Overview
Given a low-resolution 3D head avatar driven by a morphable model, our pipeline operates in three main stages. We first reconstruct a static 3D head in the canonical space with multi-view 3D GAN inversion. We then refine mesh geometry and rig 3D Gaussians onto the mesh surface to enable animation. Finally, we include anchor images with diverse camera poses and expressions for dynamics-aware 3D refinement, ensuring the robustness of the 3D head model across viewing angles and complex facial motions.

Key Components
To achieve this, we break down the process into three core technical modules:
1. Multi-View 3D Inversion (Canonical Reconstruction) The first step is to hallucinate missing high-frequency details from the low-quality input.
The Process: We utilize a pre-trained 3D GAN to generate a static, high-resolution 3D Gaussian head. By optimizing the latent code based on upscaled multi-view renderings, we ensure the reconstructed head possesses photorealistic textures and geometry.

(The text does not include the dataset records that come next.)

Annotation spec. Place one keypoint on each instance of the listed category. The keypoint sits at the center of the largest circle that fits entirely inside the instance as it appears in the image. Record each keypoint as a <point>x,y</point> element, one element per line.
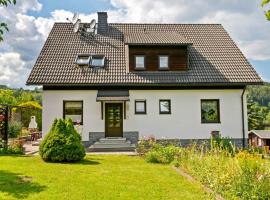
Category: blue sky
<point>30,22</point>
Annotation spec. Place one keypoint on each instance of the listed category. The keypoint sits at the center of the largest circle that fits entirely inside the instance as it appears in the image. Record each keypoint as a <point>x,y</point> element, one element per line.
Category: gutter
<point>243,117</point>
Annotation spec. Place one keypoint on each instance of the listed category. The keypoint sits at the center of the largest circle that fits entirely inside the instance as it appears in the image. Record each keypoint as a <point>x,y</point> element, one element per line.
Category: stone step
<point>112,140</point>
<point>122,149</point>
<point>100,145</point>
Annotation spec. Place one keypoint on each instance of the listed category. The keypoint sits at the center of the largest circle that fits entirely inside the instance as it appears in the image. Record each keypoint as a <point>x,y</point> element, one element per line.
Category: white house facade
<point>124,81</point>
<point>183,122</point>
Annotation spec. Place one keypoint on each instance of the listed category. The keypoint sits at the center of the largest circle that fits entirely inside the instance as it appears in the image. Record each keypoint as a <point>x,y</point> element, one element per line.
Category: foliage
<point>62,143</point>
<point>97,177</point>
<point>259,106</point>
<point>243,175</point>
<point>161,154</point>
<point>16,147</point>
<point>145,145</point>
<point>19,96</point>
<point>7,97</point>
<point>14,129</point>
<point>3,26</point>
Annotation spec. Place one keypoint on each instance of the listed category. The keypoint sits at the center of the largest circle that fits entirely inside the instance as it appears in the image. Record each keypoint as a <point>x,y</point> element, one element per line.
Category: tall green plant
<point>62,143</point>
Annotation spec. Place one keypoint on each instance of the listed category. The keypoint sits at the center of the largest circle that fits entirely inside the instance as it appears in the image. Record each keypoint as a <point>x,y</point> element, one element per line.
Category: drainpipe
<point>243,117</point>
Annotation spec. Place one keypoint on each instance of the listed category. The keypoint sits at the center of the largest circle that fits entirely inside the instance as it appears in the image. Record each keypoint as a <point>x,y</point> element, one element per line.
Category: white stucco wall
<point>184,122</point>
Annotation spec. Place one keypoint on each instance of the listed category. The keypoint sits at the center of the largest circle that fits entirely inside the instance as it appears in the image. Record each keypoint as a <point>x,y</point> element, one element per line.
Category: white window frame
<point>100,57</point>
<point>139,67</point>
<point>86,62</point>
<point>163,67</point>
<point>140,101</point>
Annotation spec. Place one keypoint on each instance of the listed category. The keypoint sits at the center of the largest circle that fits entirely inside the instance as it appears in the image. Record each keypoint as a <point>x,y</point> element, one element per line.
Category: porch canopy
<point>113,95</point>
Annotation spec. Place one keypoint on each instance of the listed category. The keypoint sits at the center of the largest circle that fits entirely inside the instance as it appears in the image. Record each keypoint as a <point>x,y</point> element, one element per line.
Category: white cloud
<point>12,68</point>
<point>244,20</point>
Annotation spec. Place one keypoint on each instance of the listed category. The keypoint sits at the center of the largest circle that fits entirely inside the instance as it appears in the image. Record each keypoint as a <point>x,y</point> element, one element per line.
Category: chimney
<point>102,23</point>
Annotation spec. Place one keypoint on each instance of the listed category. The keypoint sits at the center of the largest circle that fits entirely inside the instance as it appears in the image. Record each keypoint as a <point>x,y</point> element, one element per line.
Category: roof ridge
<point>149,23</point>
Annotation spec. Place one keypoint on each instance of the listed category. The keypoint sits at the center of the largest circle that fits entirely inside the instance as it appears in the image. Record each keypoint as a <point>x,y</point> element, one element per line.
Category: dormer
<point>157,51</point>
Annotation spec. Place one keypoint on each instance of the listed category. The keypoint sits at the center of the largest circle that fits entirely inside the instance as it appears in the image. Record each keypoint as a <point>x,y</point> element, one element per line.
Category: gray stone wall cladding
<point>238,142</point>
<point>95,136</point>
<point>132,136</point>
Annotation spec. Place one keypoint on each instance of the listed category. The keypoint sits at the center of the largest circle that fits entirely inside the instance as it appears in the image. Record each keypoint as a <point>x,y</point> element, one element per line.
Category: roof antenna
<point>74,18</point>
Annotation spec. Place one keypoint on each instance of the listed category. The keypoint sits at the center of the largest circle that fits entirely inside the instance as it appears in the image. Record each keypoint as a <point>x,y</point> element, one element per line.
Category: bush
<point>14,129</point>
<point>16,147</point>
<point>161,154</point>
<point>242,175</point>
<point>62,143</point>
<point>145,145</point>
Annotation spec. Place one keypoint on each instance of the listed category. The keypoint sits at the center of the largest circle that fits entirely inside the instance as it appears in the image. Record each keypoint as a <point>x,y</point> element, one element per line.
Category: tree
<point>3,26</point>
<point>267,13</point>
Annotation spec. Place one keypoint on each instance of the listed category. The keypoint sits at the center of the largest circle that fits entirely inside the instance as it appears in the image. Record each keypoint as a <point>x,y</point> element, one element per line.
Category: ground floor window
<point>74,111</point>
<point>210,111</point>
<point>140,106</point>
<point>164,106</point>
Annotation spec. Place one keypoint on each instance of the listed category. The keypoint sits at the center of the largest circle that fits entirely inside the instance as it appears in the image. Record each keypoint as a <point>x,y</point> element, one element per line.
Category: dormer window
<point>83,60</point>
<point>139,62</point>
<point>90,60</point>
<point>97,61</point>
<point>163,62</point>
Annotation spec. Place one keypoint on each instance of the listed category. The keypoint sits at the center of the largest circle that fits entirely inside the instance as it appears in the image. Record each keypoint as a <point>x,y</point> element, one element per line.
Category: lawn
<point>97,177</point>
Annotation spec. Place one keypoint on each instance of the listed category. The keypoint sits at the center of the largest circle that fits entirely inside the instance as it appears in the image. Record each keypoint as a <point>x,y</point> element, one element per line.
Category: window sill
<point>140,113</point>
<point>165,113</point>
<point>211,122</point>
<point>164,69</point>
<point>139,69</point>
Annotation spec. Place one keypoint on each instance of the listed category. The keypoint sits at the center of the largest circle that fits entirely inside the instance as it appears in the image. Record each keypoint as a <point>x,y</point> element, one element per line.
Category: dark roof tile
<point>213,56</point>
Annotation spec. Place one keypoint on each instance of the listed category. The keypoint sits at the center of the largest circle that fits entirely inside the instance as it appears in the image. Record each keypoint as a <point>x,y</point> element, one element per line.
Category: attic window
<point>83,59</point>
<point>90,60</point>
<point>97,61</point>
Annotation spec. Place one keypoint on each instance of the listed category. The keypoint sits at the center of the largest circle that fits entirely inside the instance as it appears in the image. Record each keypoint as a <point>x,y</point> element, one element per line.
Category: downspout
<point>243,117</point>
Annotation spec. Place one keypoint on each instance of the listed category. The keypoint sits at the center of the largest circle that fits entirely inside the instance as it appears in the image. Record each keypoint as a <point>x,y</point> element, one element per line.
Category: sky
<point>30,22</point>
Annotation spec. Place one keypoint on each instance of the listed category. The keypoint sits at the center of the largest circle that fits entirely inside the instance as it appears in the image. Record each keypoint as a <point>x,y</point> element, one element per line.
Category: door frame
<point>122,120</point>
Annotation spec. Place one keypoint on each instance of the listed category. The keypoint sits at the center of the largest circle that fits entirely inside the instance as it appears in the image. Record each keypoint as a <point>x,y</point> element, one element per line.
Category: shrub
<point>16,147</point>
<point>62,143</point>
<point>242,175</point>
<point>14,129</point>
<point>161,154</point>
<point>145,145</point>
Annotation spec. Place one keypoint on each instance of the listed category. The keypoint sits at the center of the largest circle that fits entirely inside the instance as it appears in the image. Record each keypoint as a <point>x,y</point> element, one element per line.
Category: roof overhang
<point>113,95</point>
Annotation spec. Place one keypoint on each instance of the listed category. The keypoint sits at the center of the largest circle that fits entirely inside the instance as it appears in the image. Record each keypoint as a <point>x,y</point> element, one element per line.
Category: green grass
<point>97,177</point>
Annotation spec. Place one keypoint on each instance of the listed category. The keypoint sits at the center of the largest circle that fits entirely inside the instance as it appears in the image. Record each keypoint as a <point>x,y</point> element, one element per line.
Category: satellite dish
<point>77,26</point>
<point>75,18</point>
<point>93,24</point>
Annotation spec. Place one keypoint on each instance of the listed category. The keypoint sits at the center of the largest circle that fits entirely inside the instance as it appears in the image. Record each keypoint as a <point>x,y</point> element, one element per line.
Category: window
<point>74,111</point>
<point>210,111</point>
<point>165,106</point>
<point>97,61</point>
<point>83,59</point>
<point>139,62</point>
<point>140,106</point>
<point>163,62</point>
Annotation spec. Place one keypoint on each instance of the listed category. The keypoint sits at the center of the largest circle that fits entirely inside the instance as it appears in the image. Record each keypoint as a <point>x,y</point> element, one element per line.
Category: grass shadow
<point>18,185</point>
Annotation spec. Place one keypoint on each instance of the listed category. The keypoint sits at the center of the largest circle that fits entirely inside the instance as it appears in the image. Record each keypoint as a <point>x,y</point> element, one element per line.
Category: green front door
<point>113,120</point>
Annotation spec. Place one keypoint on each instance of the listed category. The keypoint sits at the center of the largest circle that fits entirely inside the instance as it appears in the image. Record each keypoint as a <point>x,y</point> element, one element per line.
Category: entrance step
<point>114,140</point>
<point>112,145</point>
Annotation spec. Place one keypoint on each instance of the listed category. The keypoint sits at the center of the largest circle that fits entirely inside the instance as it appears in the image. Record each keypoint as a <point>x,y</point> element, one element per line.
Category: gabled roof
<point>263,134</point>
<point>213,57</point>
<point>155,38</point>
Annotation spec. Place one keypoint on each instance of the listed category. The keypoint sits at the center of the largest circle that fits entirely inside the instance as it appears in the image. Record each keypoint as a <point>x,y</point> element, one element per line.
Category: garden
<point>220,166</point>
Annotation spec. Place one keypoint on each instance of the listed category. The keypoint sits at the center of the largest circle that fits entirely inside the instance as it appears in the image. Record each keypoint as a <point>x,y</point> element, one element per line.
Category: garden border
<point>190,178</point>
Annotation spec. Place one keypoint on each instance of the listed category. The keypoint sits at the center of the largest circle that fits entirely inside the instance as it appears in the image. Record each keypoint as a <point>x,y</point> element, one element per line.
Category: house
<point>173,81</point>
<point>259,138</point>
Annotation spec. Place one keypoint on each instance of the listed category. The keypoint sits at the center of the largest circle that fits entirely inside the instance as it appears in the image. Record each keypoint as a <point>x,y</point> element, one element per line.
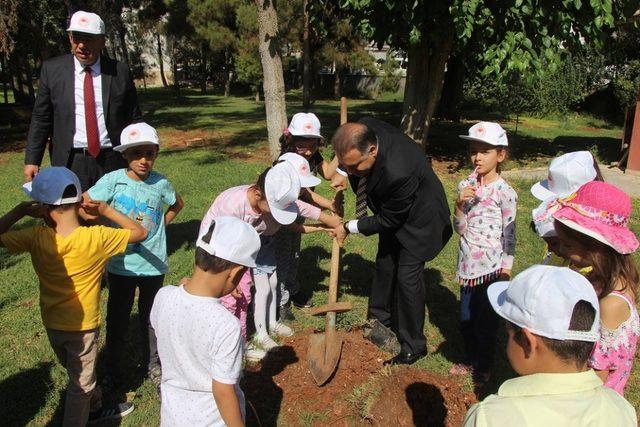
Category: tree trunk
<point>306,61</point>
<point>452,89</point>
<point>174,61</point>
<point>29,77</point>
<point>228,73</point>
<point>161,59</point>
<point>7,76</point>
<point>122,32</point>
<point>203,71</point>
<point>142,70</point>
<point>273,79</point>
<point>337,84</point>
<point>422,90</point>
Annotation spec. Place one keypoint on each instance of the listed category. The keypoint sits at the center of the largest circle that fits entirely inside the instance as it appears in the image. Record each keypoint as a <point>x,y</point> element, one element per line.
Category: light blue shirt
<point>142,201</point>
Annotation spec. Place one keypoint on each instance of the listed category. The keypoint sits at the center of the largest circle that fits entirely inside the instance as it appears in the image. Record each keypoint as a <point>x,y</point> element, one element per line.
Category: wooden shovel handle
<point>335,272</point>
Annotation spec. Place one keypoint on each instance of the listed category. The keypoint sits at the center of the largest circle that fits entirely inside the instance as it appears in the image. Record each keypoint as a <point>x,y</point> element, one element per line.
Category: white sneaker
<point>280,329</point>
<point>267,343</point>
<point>253,353</point>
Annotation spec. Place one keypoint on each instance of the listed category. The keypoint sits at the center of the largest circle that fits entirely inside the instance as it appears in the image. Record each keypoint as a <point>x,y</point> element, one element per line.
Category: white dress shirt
<point>80,135</point>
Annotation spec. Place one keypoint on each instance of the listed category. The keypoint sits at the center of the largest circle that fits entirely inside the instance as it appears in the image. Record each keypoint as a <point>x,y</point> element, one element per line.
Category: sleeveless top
<point>615,350</point>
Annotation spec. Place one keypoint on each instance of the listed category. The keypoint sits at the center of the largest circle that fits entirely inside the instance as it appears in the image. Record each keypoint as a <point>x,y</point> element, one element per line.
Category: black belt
<point>85,151</point>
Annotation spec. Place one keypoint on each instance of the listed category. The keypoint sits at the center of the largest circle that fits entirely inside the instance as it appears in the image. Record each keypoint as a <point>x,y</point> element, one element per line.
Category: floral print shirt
<point>487,232</point>
<point>615,350</point>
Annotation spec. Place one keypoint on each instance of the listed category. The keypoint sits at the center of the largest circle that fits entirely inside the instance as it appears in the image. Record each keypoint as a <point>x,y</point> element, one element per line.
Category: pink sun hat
<point>600,210</point>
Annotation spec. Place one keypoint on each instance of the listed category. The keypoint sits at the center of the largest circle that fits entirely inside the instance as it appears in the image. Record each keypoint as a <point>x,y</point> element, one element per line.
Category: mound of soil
<point>281,390</point>
<point>411,396</point>
<point>282,383</point>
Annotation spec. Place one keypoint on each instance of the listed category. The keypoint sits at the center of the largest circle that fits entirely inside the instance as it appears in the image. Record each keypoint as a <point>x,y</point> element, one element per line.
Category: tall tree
<point>215,23</point>
<point>514,35</point>
<point>151,15</point>
<point>273,78</point>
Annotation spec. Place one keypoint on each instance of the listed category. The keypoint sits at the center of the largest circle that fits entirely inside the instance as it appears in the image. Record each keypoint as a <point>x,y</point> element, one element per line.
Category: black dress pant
<point>122,290</point>
<point>90,169</point>
<point>397,296</point>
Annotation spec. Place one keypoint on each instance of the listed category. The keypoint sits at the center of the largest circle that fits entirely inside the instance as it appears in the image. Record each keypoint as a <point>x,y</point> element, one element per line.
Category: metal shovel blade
<point>324,355</point>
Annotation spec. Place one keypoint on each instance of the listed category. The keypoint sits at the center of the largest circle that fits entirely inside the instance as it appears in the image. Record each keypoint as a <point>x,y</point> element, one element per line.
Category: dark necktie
<point>90,117</point>
<point>361,198</point>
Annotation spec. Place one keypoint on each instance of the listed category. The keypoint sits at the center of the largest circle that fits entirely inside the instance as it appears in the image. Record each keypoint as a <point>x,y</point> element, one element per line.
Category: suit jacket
<point>405,195</point>
<point>53,114</point>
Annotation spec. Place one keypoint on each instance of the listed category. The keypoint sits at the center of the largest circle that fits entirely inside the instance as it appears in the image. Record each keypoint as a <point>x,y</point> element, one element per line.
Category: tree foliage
<point>504,35</point>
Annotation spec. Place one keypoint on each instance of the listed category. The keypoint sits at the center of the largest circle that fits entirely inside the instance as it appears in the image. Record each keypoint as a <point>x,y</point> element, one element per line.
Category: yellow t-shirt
<point>70,270</point>
<point>549,400</point>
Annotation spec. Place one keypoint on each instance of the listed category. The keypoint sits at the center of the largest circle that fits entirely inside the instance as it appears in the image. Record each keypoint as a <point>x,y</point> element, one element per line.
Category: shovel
<point>325,349</point>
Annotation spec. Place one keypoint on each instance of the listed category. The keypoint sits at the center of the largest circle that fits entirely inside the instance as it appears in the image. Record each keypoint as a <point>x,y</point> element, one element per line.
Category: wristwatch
<point>346,228</point>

Why it matters: This establishes a high-fidelity “base model” that far exceeds the quality of the original blurry input.
2. 3D Gaussian Rigging & Geometry Refinement A high-quality static head must be rigged correctly to move convincingly.
Geometry Refinement: Low-resolution inputs often suffer from misalignment (e.g., teeth not aligning with lips). We refine the underlying FLAME mesh geometry to strictly align with facial landmarks before binding.
Rigging: The optimized 3D Gaussians are then bound to this refined mesh, allowing the detailed textures to follow the face’s movement naturally.
3. Dynamics-Aware 3D Refinement Standard inversion often fails when the face deforms into extreme expressions.
Multi-Expression Anchors: We sample “anchor images” containing diverse expressions (such as open mouths or squints) to capture occluded regions like teeth and eyelids.
Joint Optimization: We jointly optimize the model using these dynamic anchors. This ensures that the super-resolved avatar maintains its identity and geometric consistency not just in a neutral pose, but across all complex facial motions.